Y no solo eso, en los pasillos políticos y en los cafés del malecón ya se comenta, con creciente insistencia, que incluso trabajadores del actual Ayuntamiento, gobernado por el PAN, han sido vistos caminando junto a Rosa María en sus recorridos por colonias. Algunos lo hacen a escondidas, otros con menos pudor., pero lo que importa es la imagen, la estructura panista comienza a fisurarse desde dentro, como si algunos ya apostaran por quién creen que será la ganadora.

En contraste, la narrativa de confrontación de Rosales parece no estar generando el efecto deseado. A nivel de calle, el electorado empieza a percibir la campaña panista como obsesiva, vacía de propuestas, y más interesada en tumbar a la contrincante que en construir algo propio. A eso hay que sumar que el PAN local sigue arrastrando el desgaste de figuras con el apellido Yunes, cuya sombra es más una carga que un impulso.

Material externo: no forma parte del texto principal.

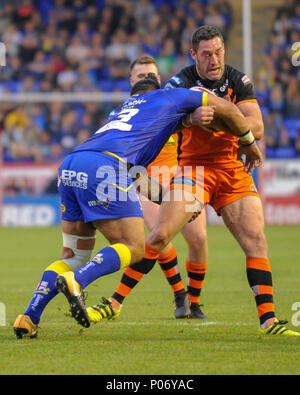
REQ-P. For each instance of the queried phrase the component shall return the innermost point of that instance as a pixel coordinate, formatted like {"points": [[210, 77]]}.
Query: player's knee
{"points": [[158, 238], [72, 255], [196, 240], [255, 242], [137, 251]]}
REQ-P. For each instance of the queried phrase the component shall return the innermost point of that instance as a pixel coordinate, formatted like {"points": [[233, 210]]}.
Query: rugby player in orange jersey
{"points": [[225, 182], [162, 169]]}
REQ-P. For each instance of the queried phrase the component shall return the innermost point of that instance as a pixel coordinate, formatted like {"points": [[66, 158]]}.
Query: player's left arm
{"points": [[253, 115]]}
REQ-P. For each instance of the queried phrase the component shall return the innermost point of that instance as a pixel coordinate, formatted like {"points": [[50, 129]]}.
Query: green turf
{"points": [[146, 339]]}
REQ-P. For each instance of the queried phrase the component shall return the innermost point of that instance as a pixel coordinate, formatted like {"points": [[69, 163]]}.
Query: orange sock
{"points": [[260, 280], [196, 274], [133, 274], [169, 265]]}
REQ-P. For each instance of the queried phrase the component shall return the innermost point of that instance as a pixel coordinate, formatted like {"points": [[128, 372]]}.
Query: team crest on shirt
{"points": [[42, 288]]}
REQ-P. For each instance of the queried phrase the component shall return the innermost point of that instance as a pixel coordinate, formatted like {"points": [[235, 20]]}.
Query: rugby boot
{"points": [[103, 310], [67, 284], [182, 306], [196, 312], [278, 328], [24, 327]]}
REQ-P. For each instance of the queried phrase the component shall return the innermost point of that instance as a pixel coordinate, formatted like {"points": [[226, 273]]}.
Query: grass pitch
{"points": [[146, 339]]}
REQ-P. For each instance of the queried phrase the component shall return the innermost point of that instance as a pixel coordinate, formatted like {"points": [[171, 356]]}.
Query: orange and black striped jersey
{"points": [[168, 155], [200, 147]]}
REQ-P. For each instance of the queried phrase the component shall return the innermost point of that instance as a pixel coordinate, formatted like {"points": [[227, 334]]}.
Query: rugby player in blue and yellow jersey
{"points": [[97, 191]]}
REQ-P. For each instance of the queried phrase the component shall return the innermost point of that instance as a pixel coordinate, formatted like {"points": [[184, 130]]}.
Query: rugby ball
{"points": [[217, 124]]}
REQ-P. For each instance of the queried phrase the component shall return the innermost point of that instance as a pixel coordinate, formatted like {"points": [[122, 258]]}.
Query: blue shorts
{"points": [[94, 186]]}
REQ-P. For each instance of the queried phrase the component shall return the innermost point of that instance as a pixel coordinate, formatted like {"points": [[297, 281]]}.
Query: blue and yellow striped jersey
{"points": [[141, 128]]}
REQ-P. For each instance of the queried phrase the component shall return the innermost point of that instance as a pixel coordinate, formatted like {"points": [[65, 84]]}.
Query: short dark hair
{"points": [[146, 85], [145, 59], [205, 32]]}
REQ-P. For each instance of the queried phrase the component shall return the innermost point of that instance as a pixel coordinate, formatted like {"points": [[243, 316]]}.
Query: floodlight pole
{"points": [[247, 37]]}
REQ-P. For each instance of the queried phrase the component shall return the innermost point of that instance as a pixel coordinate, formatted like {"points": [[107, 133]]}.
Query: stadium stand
{"points": [[278, 85], [85, 46]]}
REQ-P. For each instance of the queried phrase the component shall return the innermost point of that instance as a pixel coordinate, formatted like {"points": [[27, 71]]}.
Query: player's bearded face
{"points": [[210, 59], [142, 71]]}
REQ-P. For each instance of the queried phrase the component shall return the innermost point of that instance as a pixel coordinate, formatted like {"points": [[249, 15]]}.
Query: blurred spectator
{"points": [[278, 84]]}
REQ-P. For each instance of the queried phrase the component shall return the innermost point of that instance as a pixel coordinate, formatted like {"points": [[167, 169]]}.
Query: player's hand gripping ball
{"points": [[217, 124]]}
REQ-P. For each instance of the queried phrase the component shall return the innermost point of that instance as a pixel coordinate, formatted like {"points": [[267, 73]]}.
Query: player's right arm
{"points": [[238, 126]]}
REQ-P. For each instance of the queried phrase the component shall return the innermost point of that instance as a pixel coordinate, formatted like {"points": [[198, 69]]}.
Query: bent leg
{"points": [[196, 263], [127, 243], [173, 215], [245, 220], [78, 243]]}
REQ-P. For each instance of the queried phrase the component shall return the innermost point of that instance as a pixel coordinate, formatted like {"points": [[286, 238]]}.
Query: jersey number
{"points": [[121, 122]]}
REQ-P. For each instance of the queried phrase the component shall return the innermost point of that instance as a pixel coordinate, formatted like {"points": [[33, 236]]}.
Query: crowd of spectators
{"points": [[278, 84], [85, 46]]}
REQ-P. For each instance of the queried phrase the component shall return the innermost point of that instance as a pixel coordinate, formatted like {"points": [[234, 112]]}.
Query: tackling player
{"points": [[163, 169], [97, 192], [225, 183]]}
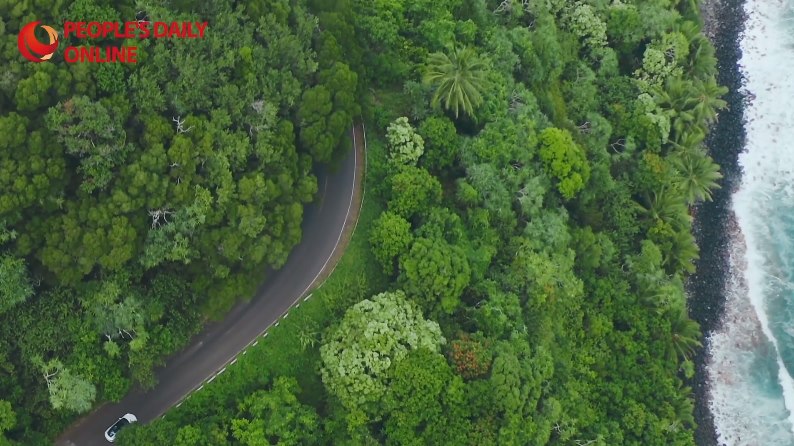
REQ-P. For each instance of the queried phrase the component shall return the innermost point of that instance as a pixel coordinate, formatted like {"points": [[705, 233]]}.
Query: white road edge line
{"points": [[333, 251]]}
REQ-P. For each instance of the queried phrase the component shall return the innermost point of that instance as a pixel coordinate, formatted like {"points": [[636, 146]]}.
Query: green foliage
{"points": [[15, 286], [458, 77], [564, 160], [374, 334], [138, 195], [424, 402], [698, 175], [405, 145], [68, 390], [435, 274], [276, 416], [390, 237], [413, 189]]}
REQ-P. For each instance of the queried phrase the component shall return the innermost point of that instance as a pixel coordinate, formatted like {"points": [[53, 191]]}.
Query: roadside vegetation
{"points": [[138, 200], [517, 275]]}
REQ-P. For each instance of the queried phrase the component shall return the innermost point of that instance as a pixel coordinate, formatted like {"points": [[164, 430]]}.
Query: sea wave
{"points": [[752, 354]]}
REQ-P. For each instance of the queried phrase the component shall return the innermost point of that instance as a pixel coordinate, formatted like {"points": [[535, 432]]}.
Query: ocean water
{"points": [[751, 357]]}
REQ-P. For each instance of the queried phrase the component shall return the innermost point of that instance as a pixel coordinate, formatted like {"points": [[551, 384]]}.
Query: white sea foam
{"points": [[752, 399]]}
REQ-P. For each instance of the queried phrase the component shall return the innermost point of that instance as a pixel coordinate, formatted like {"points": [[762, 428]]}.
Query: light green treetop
{"points": [[373, 335]]}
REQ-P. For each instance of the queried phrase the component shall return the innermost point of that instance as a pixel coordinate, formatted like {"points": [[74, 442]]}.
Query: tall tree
{"points": [[459, 78], [374, 334]]}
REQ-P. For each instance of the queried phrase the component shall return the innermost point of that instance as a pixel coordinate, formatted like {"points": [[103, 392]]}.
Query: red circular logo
{"points": [[29, 45]]}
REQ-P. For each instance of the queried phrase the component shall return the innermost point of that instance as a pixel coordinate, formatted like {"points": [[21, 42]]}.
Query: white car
{"points": [[110, 433]]}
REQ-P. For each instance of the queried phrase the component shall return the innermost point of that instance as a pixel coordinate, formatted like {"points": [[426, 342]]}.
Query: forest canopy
{"points": [[138, 199], [527, 231]]}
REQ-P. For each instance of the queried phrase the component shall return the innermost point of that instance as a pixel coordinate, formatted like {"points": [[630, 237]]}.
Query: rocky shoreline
{"points": [[715, 223]]}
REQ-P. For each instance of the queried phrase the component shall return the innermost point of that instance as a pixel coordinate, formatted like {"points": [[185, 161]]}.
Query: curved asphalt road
{"points": [[323, 225]]}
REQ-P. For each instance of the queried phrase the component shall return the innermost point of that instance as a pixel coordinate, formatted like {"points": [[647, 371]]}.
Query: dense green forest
{"points": [[520, 261], [138, 199]]}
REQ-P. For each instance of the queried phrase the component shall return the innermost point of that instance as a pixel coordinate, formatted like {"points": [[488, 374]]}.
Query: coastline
{"points": [[715, 226]]}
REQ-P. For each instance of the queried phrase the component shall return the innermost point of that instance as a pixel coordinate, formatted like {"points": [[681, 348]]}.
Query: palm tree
{"points": [[684, 335], [682, 252], [666, 205], [697, 174], [458, 78], [708, 100]]}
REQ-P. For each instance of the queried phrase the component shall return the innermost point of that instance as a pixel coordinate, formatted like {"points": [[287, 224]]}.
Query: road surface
{"points": [[323, 225]]}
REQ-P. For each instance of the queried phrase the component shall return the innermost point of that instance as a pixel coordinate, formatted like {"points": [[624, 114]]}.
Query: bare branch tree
{"points": [[157, 214], [180, 125]]}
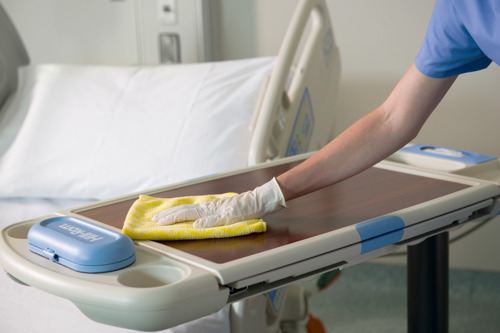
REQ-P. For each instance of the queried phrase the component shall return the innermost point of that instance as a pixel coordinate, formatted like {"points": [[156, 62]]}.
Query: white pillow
{"points": [[101, 131]]}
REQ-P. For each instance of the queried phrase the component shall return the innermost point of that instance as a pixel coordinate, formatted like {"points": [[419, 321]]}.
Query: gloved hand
{"points": [[263, 200]]}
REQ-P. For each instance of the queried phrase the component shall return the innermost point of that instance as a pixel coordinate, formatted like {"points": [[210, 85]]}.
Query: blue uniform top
{"points": [[463, 36]]}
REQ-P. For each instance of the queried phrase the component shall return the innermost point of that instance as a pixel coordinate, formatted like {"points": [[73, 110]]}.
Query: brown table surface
{"points": [[372, 193]]}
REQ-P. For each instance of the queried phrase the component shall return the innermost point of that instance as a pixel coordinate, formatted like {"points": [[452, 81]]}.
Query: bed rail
{"points": [[12, 55]]}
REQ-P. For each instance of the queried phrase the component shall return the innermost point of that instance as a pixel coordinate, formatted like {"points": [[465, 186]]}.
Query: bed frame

Por supuesto, aún falta camino por recorrer, las campañas pueden cambiar en cuestión de días, y los debates o los errores no forzados pueden mover el tablero, pero si algo está demostrando esta segunda semana es que el silencio estratégico, cuando se está arriba, puede ser más elocuente que cualquier réplica.

Haciendo zoom… Veracruz, ciudad de contrastes, está viendo cómo una candidata decide no pelear con quien viene detrás. La contienda sigue, pero por ahora, todo indica que Rosa María Hernández Espejo ha entendido bien una máxima del poder: a veces, ignorar es la mejor manera de ganar.